PERHAPS Jibber liked Christmas a long, long time ago - before he saw some kind of light.

But as soon as the first tinsel started to appear in the shops and the decorations went up around the city he'd become increasingly disgusted and never ceased to whinge about it.

So, from late November to early January, he'd give us the run-down on the horror of living in a culture that indulged in such an orgy of consumerism.

He wasn't too concerned about Christ's birthday. Jibber was not exactly a fan of any religion other than a steady devotion to cask shiraz, but he was a sensible enough bloke in his own erratic way and detested commercialism in general and the frenzy of waste in December in particular. He would snarl at the ads on the TV and complain to bewildered shop-assistants about "that bloody Santa racket".
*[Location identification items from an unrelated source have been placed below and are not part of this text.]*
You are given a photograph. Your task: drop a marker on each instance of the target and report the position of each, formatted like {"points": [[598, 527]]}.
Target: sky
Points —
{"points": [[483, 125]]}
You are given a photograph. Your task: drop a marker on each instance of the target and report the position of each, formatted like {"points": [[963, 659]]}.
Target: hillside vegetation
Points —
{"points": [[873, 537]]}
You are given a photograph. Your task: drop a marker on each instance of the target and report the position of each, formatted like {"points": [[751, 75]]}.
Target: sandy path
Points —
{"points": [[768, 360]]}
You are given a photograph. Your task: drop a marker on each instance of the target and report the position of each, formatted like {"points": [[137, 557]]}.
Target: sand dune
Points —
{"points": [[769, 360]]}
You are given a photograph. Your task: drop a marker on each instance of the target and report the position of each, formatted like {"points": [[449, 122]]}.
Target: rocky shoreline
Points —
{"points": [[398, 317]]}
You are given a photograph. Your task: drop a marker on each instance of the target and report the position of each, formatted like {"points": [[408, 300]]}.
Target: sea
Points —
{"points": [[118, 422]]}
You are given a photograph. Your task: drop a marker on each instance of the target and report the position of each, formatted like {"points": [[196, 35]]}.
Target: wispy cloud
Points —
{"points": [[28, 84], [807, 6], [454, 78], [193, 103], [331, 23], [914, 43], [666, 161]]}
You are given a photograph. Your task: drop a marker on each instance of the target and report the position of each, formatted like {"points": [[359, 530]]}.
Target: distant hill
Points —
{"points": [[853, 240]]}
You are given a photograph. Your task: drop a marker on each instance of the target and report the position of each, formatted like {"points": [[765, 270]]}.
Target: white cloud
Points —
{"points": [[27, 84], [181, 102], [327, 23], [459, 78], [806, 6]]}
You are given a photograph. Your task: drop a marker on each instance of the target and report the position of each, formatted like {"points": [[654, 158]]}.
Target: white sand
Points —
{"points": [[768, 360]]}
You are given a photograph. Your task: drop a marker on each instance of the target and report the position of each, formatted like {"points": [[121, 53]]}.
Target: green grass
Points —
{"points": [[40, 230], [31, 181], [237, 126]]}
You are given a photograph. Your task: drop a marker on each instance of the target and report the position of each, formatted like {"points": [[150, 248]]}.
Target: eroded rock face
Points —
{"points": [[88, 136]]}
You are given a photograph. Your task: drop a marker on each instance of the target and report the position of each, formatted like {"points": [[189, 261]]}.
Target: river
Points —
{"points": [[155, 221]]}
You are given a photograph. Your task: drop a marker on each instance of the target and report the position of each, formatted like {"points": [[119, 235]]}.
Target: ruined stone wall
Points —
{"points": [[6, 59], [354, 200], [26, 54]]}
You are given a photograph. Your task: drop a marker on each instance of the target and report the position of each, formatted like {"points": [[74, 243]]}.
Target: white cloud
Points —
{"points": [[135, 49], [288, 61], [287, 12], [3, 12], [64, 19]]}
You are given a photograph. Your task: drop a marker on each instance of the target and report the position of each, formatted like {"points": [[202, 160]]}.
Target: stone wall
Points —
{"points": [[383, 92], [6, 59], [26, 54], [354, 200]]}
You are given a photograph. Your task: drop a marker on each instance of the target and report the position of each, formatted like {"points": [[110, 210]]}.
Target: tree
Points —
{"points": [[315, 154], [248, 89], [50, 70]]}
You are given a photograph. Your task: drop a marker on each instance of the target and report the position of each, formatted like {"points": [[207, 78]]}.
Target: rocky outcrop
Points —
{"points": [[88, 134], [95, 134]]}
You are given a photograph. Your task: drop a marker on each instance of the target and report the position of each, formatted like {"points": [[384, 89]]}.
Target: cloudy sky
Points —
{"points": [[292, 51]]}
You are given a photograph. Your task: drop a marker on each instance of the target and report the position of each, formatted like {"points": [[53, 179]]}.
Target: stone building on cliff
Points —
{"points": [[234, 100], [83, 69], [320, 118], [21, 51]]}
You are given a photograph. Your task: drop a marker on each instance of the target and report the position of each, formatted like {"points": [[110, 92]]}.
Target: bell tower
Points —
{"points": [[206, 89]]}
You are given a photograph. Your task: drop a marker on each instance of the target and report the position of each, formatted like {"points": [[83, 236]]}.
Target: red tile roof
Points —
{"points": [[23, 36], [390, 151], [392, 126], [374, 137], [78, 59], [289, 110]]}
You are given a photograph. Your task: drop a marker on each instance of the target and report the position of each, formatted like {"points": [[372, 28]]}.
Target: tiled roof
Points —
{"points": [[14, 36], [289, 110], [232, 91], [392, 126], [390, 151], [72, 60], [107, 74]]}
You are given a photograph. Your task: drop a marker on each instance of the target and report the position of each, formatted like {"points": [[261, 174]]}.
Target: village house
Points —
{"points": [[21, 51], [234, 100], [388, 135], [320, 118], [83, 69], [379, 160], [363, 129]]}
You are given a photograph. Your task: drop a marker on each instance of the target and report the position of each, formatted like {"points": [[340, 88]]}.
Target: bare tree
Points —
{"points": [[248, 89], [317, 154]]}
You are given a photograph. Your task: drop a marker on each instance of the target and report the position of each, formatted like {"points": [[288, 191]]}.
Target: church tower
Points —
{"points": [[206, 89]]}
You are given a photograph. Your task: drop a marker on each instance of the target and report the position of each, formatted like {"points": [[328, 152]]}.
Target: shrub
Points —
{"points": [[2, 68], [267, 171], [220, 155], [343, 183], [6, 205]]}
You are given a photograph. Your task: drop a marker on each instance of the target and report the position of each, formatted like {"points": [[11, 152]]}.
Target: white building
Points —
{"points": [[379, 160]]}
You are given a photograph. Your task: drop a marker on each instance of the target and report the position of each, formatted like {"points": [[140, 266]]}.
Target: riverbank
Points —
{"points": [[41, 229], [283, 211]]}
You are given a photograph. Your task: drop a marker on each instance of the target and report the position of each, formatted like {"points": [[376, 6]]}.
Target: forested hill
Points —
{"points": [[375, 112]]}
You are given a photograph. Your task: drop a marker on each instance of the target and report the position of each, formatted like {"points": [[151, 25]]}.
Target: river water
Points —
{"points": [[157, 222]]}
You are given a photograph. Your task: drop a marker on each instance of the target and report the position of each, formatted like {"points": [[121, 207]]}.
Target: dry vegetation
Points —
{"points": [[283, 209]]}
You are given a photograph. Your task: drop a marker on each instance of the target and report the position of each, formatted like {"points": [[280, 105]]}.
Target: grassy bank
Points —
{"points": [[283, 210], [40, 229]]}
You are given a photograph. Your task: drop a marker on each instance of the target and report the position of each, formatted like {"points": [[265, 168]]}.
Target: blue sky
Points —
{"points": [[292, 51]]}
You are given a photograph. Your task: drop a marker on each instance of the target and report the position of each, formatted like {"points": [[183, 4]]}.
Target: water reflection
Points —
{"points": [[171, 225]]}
He'd go on about the red-suited Father Christmas actually being a marketing invention of a certain cola-drink company, which I discovered to be true, and he went so far as to be a nuisance at a carols-by-candlelight.

Somewhat of a rotund and bearded figure himself, he must have seemed a weird version of Santa slurring his sarcasms at the bewildered singers as he waved an inflated wine-bladder in his grubby hand from the shadows of his favourite park tree.

But Jibber's disdain for the festive season took a new turn when the trend for lighting up houses took hold and one directly across the street from his geriatric weatherboard cottage got right into it with about five thousand flashing lights and stars and angels and a herd of reindeer pulsating in red and green on the dead grass.

Then came the cherry on top as its sheer volume of light-bulbs got it noticed and included in the retinue of places to be driven slowly by in the warm December nights by a parade of gawking sight-seers.

What happened next seemed a bit contrary to Jibber's general philosophy but the effect was what he was after.

Jibber actually purchased enough strings of the hated fairy lights to erect his very own display, crudely but legibly, on the shabby trellis of his veranda, and sat himself down with a mug of his favourite plonk to enjoy the confusion and abuse of the tourists as his giant dollar-sign flashed merrily and accusingly at the passing throng.